Il DEF richiama anche alla politica e più precisamente alla legge elettorale: “le liste di candidati dovranno garantire la presenza paritaria di uomini e donne e nella successione interna non possono esserci più di due candidati consecutivi del medesimo sesso”. Il DEF quindi recepisce la necessità di stabilire l’alternanza di genere nelle liste dei candidati alle elezioni come fondamentale per garantire la presenza femminile e potenzialmente la parità di genere tra i politici eletti. Uno studio recente (Baltrunaite et al., 2013) ha dimostrato che le quote di rappresentanza di genere  possono avere effetti benefici sulla qualità della classe politica: non si tratta solo di avvicinarsi alla parità numerica, ma anche di mettere in moto meccanismi di selezione incentivanti. Dovendo prestare attenzione al genere dei candidati, i partiti avranno più incentivi a compiere una selezione accurata di tutti i candidati, uomini e donne. Alcune analisi hanno evidenziato come il meccanismo delle quote di genere possa essere ulteriormente rafforzato dalla combinazione con la doppia preferenza di genere, come sperimentato nelle elezioni municipali a partire dal 2013: questo duplice dispositivo incrementa la presenza femminile sia tra le donne candidate che tra le donne elette. In assenza della possibilità di esprimere una preferenza, come previsto per le elezioni nazionali, un vincolo sulla modalità di composizione delle liste per genere, al di là di un obbligo di rispetto dell’equilibrio numerico tra uomini e donne, sembra quindi necessario. Una maggiore presenza di donne elette si potrà accompagnare ad una diversa agenda decisionale, più attenta ai bisogni delle famiglie e ai problemi sociali, terreno fertile per promuovere l’adozione di misure appropriate per una maggiore partecipazione delle donne al mondo del lavoro.

 

Fonte: OECD, 2013

 

(1)    La legge 120/2011 è stato l’unico vero cambiamento nelle politiche di genere del nostro Paese. L’introduzione di quote di rappresentanza di genere per i consigli di amministrazione e collegi sindacali delle società quotate e a partecipazione pubblica, pur nella sua portata rivoluzionaria, è tuttavia una misura pensata per le posizioni di vertice e non per aumentare il tasso di occupazione femminile, anche se, indirettamente, potrebbe comportare qualche effetto positivo in un meccanismo a cascata capace di propagare l’attuazione della parità dal vertice verso il basso.

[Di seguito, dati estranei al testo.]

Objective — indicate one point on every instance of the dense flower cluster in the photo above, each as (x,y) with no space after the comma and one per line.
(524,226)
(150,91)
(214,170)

(2)    Un segnale positivo in questa direzione viene dal disegno di legge in discussione in Commissione Istruzione al Senato (ddl1260) che prospetta la destinazione di risorse aggiuntive all’istruzione tra gli 0 e i 6 anni, sottraendo questa voce di spesa da quelle sottoposte al patto di stabilità.

 

Riferimenti bibliografici

 

Ceriani, L., Casarico, A., Profeta, P. in collaborazione con Silvia Sacchi, Corriere Economia 8/2/2010

Baltrunaite, A., Bello, P., Casarico, A., Profeta, P. Gender quotas and the quality of politicians, Fedea wp 2013-11

Casarico, A., Profeta, P., Savio, G. 2014, An assessment of gender quotas and double preference voting in Italian municipalities, mimeo, Università Bocconi.